A mid 70's 4000 with a reprime (lift?) pump? Could you post a picture showing the injector pump and prime pump?


Of course there may be air getting in through connections and plugs, but the most common reason to this is that the filter/s is/are not correctly assembled to the filter head.

There should only be one sealing ring at the head ("lid"). It sits in a groove in the head, and the filter's edge seals against it when you tighten the filter. No sealing ring on the filter.

There is another sealing ring in the cup at the bottom.


----------



## ramdino (Jun 5, 2021)

Ill get a picture, but it is behind a bolt(3/4)? below injector pump/ You remove bolt and there is a spring loaded button you push with the back end of a wrench. It squirts fuel out the back side but also allows air bubbles to come out the front til I get pure fuel. Then I have to crack open the injectors at the head and turn it over til I see more fuel than air bubbles at the injectors and start tightening them down. Usually after I tighten the first one it will start firing and once I do the second she fires off.


----------



## ramdino (Jun 5, 2021)

Hacke said:


> A mid 70's 4000 with a reprime (lift?) pump? Could you post a picture showing the injector pump and prime pump?
> 
> 
> Of course there may be air getting in through connections and plugs, but the most common reason to this is that the filter/s is/are not correctly assembled to the filter head.
> ...


I found a picture online and the arrow points to the bolt that has the pump behind it.


----------



## Hacke (Feb 22, 2011)

That is not a priming pump, it is a device for timing advance and should not be tampered with.


----------



## ramdino (Jun 5, 2021)

Hacke said:


> That is not a priming pump, it is a device for timing advance and should not be tampered with.

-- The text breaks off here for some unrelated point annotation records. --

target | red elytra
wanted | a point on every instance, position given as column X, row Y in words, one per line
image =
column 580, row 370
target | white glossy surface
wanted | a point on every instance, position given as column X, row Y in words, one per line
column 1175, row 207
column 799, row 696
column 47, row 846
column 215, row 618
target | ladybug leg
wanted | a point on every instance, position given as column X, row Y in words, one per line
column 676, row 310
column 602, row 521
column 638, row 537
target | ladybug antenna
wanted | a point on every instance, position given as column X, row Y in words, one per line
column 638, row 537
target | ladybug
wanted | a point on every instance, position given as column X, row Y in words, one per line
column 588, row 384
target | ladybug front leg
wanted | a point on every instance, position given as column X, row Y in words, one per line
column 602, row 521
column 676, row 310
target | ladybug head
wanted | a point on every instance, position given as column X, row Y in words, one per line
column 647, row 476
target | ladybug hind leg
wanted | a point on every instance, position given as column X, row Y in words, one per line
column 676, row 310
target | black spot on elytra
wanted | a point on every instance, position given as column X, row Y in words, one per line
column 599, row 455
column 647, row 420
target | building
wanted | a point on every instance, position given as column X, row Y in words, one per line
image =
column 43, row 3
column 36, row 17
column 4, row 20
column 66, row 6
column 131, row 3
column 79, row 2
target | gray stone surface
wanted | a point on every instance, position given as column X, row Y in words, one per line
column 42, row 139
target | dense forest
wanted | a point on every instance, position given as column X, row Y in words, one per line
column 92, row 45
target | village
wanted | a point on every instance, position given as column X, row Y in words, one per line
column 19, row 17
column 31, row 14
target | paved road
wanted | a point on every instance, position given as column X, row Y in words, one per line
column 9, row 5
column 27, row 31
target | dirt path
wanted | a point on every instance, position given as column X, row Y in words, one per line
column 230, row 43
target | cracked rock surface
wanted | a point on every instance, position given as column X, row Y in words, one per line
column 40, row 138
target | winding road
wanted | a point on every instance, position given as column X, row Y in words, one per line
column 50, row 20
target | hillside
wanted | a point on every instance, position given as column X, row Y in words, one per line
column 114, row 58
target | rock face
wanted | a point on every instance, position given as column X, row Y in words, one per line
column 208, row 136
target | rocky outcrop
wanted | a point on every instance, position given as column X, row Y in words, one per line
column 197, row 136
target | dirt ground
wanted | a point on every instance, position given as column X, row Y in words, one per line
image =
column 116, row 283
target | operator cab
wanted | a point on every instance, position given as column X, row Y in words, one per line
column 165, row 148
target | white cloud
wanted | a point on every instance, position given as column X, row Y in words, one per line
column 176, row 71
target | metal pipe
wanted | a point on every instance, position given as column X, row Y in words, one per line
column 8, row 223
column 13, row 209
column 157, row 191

So by pumping it have I screwed something up with the timing? It seems to be the only way to get the air out of the system. When I have just bleed the filer, then the injector bleed screw, I cant seem to get fuel to the injectors before the battery dies. when I have pumped on this thing it seems to go much faster getting the air out of the system.


----------



## Hacke (Feb 22, 2011)

ramdino said:


> So by pumping it have I screwed something up with the timing? It seems to be the only way to get the air out of the system. When I have just bleed the filer, then the injector bleed screw, I cant seem to get fuel to the injectors before the battery dies. when I have pumped on this thing it seems to go much faster getting the air out of the system.


I do not know what can go wrong, perhaps the "rich mixture" and sputtering comes from this. I hope user Thepumpguy reads this and can help.

You get air in the system, check the filter/s first.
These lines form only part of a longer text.